Knowing What's Next

After departing from Apple in 1986, Steve Jobs set to work creating the revolutionary computer and software company, NeXT, and he needed an equally iconic trademark. Familiar with Paul Rand’s oeuvre, he approached IBM for permission to work with the designer. While proposing the NeXT logo, Rand simply handed Jobs a presentation booklet full of designs. Jobs later recalled, “The book itself was a surprise. I was convinced that each typographic example on the first few pages was the final logo. I was not quite sure what Paul was doing until I reached the end. And at that moment I knew we had a solution.... Rand gave us a jewel, which in retrospect seems so obvious.” 

Paul Rand in Apple's Think Different Campaign, 1998. Photographer: Peter Arnell

Rand’s trademark design for NeXT became one of the designer’s most recognizable works and in 1998 Jobs placed Rand in the Apple Think Different campaign alongside pioneers of other mediums, including Pablo Picasso, Bob Dylan, Martha Graham and Miles Davis.

Personal preferences, prejudices, and stereotypes often dictate what a logo looks like, but it is needs, not wants, ideas, not type styles which determine what its form should be.

Paul Rand

Developing the NeXT Logo

Rand created numerous variations of the NeXT logo before settling on the final design. He felt that including the variations not only satisfied one's curiosity but also made visible the intrinsic meaning behind each design. 

Paul Rand

Paul Rand was born Peretz Rosenbaum in Brooklyn in 1914 to Orthodox Jewish immigrants. His father owned a small grocery store, for which Rand often painted signage and advertisements. As a young man, Rand studied at Parsons School of Design and Pratt Institute but never finished a degree. He found the courses unstimulating, as many of the era’s arts programs were stuck in very classical methodologies. Independently, Rand studied early 20th century European modernism, which influenced much of his early designs. He drew influence from the Bauhaus, Constructivist, Cubist and de Stijl movements, as well as the art of Paul Klee, Alexander Calder and Joan Miró.
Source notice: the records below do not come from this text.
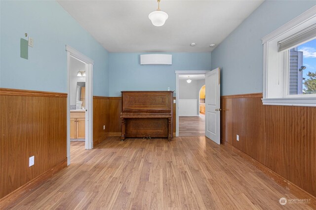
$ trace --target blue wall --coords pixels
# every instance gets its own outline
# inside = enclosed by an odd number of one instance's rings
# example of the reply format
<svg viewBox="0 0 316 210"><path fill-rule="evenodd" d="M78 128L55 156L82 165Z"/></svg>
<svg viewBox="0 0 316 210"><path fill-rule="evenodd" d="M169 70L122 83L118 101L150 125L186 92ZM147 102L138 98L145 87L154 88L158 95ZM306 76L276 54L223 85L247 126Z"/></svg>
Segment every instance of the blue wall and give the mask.
<svg viewBox="0 0 316 210"><path fill-rule="evenodd" d="M221 67L221 95L262 93L261 39L316 4L316 1L265 1L212 52Z"/></svg>
<svg viewBox="0 0 316 210"><path fill-rule="evenodd" d="M108 52L55 1L0 1L0 87L66 93L67 44L94 61L93 95L109 94ZM29 59L20 39L34 39Z"/></svg>
<svg viewBox="0 0 316 210"><path fill-rule="evenodd" d="M175 90L175 70L210 70L210 53L169 53L172 65L141 65L141 53L111 53L110 96L122 90ZM161 54L161 53L160 53Z"/></svg>

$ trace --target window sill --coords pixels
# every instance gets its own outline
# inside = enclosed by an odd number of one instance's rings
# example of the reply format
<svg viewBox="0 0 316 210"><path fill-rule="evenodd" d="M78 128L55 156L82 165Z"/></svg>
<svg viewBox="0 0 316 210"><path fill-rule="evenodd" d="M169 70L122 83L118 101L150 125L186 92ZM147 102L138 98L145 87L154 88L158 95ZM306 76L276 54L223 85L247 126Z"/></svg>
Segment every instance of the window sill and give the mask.
<svg viewBox="0 0 316 210"><path fill-rule="evenodd" d="M262 99L264 105L316 106L316 97Z"/></svg>

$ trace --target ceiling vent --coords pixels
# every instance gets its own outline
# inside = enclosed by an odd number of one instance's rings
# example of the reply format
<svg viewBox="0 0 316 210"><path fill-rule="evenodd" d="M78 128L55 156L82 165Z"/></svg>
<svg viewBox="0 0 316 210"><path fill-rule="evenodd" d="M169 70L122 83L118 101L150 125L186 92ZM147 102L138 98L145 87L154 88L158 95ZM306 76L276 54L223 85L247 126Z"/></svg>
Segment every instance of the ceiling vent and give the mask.
<svg viewBox="0 0 316 210"><path fill-rule="evenodd" d="M165 54L147 54L140 55L140 65L172 64L172 55Z"/></svg>

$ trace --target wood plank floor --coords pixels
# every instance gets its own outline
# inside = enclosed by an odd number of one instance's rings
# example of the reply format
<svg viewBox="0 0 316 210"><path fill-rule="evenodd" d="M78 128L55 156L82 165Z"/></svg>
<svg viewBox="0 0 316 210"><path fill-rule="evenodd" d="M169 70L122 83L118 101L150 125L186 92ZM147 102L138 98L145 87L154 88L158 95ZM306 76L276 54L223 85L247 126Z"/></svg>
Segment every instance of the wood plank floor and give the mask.
<svg viewBox="0 0 316 210"><path fill-rule="evenodd" d="M72 142L72 164L12 209L309 210L223 145L204 137Z"/></svg>
<svg viewBox="0 0 316 210"><path fill-rule="evenodd" d="M205 118L202 114L198 117L179 117L179 136L204 136Z"/></svg>

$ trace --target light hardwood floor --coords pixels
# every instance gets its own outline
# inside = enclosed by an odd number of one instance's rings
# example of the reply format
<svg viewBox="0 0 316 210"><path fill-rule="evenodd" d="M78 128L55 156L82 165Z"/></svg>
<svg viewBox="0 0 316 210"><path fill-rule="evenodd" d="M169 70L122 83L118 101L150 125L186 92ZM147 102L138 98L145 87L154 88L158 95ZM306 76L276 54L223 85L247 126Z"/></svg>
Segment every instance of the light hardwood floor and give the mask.
<svg viewBox="0 0 316 210"><path fill-rule="evenodd" d="M179 117L179 136L204 136L205 118L205 115L202 114L198 117Z"/></svg>
<svg viewBox="0 0 316 210"><path fill-rule="evenodd" d="M312 209L281 206L280 198L296 197L204 137L170 142L111 137L92 150L82 149L83 142L71 144L71 165L12 209Z"/></svg>

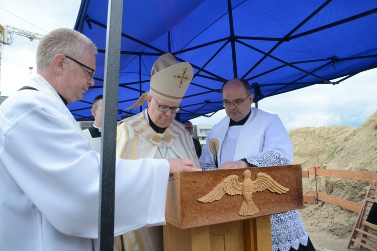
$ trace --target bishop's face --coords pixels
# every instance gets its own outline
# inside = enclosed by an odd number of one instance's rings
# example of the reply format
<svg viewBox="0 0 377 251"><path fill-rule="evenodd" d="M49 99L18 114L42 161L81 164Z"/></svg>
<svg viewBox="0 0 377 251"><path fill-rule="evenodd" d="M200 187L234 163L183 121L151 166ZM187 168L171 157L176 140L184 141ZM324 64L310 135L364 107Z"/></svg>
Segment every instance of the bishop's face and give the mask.
<svg viewBox="0 0 377 251"><path fill-rule="evenodd" d="M147 101L148 102L148 114L149 114L149 117L153 123L157 127L162 128L170 126L176 113L172 113L171 109L169 109L165 112L160 111L158 109L159 104L161 106L179 107L179 103L169 102L164 100L158 97L153 96L152 97L149 95L147 97Z"/></svg>

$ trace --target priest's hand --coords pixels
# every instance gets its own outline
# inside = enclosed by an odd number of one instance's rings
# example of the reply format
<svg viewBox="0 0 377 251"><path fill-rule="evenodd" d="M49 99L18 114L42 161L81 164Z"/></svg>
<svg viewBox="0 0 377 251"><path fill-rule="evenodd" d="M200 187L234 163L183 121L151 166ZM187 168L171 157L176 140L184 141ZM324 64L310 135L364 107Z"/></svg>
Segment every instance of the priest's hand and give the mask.
<svg viewBox="0 0 377 251"><path fill-rule="evenodd" d="M170 174L181 172L193 172L202 171L201 168L195 166L191 160L182 159L168 159L166 160L170 166Z"/></svg>
<svg viewBox="0 0 377 251"><path fill-rule="evenodd" d="M225 162L219 168L227 169L235 169L236 168L246 168L249 167L244 161L239 160L238 161L232 161L231 162Z"/></svg>

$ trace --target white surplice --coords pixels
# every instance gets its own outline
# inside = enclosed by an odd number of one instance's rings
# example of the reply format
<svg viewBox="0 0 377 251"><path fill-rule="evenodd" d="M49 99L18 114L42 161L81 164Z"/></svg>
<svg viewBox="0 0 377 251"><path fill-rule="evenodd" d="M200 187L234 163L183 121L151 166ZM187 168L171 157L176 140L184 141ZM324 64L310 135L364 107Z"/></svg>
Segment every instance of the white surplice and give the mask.
<svg viewBox="0 0 377 251"><path fill-rule="evenodd" d="M100 154L57 93L37 74L0 105L0 249L91 250ZM120 235L165 224L166 160L116 160Z"/></svg>
<svg viewBox="0 0 377 251"><path fill-rule="evenodd" d="M199 159L204 170L244 158L257 167L293 163L291 139L277 115L252 107L243 126L229 127L230 119L223 118L207 135ZM297 249L300 243L308 243L308 234L297 210L271 215L271 235L273 251L287 251L291 246Z"/></svg>

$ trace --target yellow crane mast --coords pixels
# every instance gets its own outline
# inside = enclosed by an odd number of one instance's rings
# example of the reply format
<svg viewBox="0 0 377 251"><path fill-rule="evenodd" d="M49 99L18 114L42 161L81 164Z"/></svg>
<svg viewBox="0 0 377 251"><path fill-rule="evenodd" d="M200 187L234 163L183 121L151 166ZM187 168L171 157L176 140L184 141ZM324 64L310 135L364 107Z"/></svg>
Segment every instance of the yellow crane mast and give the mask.
<svg viewBox="0 0 377 251"><path fill-rule="evenodd" d="M3 45L11 45L14 41L13 34L28 38L31 41L32 41L34 39L40 40L43 37L42 35L38 33L34 33L21 29L12 27L8 25L3 26L2 25L0 25L0 73L1 72L2 67L2 51ZM29 68L31 72L33 67L29 67ZM1 94L2 91L1 89L0 89L0 103L1 103Z"/></svg>

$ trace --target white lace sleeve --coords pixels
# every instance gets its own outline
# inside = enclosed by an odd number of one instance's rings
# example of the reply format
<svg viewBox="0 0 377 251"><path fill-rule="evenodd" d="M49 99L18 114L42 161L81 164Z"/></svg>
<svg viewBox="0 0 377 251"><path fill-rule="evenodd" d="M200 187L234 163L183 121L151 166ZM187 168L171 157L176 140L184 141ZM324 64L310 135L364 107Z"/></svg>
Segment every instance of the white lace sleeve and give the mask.
<svg viewBox="0 0 377 251"><path fill-rule="evenodd" d="M291 165L290 160L281 152L270 149L252 157L247 157L248 163L257 167ZM295 249L300 244L308 244L308 234L298 210L271 215L271 236L272 251Z"/></svg>
<svg viewBox="0 0 377 251"><path fill-rule="evenodd" d="M291 165L292 161L278 150L269 149L254 156L246 157L246 161L257 167L271 167Z"/></svg>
Rand’s career led to monumental shifts in the field of American commercial design. When he began working in media promotion and magazine design in the early 1930s, there was a small group of American and European expat designers who were beginning to combine the experimental formal vocabularies of European design with the demands of American commerce. Rand employed photography, montage, collage and “new typography” — all methods popular among European modernists. These practices often produced clever, minimalist designs, which stood out from the advertising of the era, which, in an emerging industrialized culture still hobbling out of the Great Depression, was more concerned with promoting prosperity and the status quo.

Rand’s demand for high quality and intellectual rigor were made apparent early on, designing for Esquire-Coronet, Apparel Arts and most notably, Direction magazine from 1937-1941, where he often worked for little to no money in exchange for creative freedom. When he was just 23, he was given the position of art director at Esquire. During this time, he also developed the unique presentation style that he became known for: pitches were often accompanied by hefty binders of drafts, references and research, effectively exposing the design process as a methodical, searching, spiritual distillation to bring about a pure marriage of idea and image.

In 1942, Rand began designing advertising and packaging for companies such as El Producto Cigars and Ohrbach’s department stores, as well as book covers and exhibition posters. The same year, he began teaching at Cooper Union, with an appointment at Pratt following in 1946 and a position in the Yale design department from 1956 to 1992. In 1947 he published his famous Thoughts on Design, one of many books he’d write that featured his clear, concise philosophies. Insistent on a holistic vision of his life and work, Rand and his wife Ann, an architect, built their now-famous Weston, Connecticut home and studio in 1951. The home was lauded for its intimacy and singularity, for being an “enduring, essential house” and was recognized as one of the ten best American homes by Esquire in 1953.

By the 1950s, many American brands were expanding internationally, bringing about the need for corporate identity programs. In 1956, Rand was hired by IBM to help shape the company’s global brand and design their logo; he would work for IBM for three decades. Some of his most famous designs from this era are the Eye-Bee-M rebus, campaigns for Westinghouse and Cummins, and creating the ABC, UPS and NeXT logos. László Moholy-Nagy, an idol of Rand’s, saw him as the rare form of “an idealist and a realist using the language of the poet and the businessman.” Massimo Vignelli, a fellow modernist icon, noted that Rand “moved corporations to new levels of intellectual elegance.”

In 1972, Rand was inducted into the New York Art Directors Club Hall of Fame and received the Royal Designer for Industry award from the Royal Society of London in 1953. Paul Rand passed away in 1996 in his Weston, Connecticut home. He was working on publishing his seventh book, From Lascaux to Brooklyn, and had just completed his final logo design for the B2B online printing company Servador. His work has been the subject of retrospectives at the Museum of the City of New York (Everything is Design: The Work of Paul Rand in 2015) and The University of Michigan Museum of Art (2017) and his work is held in the collections of Museum of Modern Art, New York, the Smithsonian and many other institutions.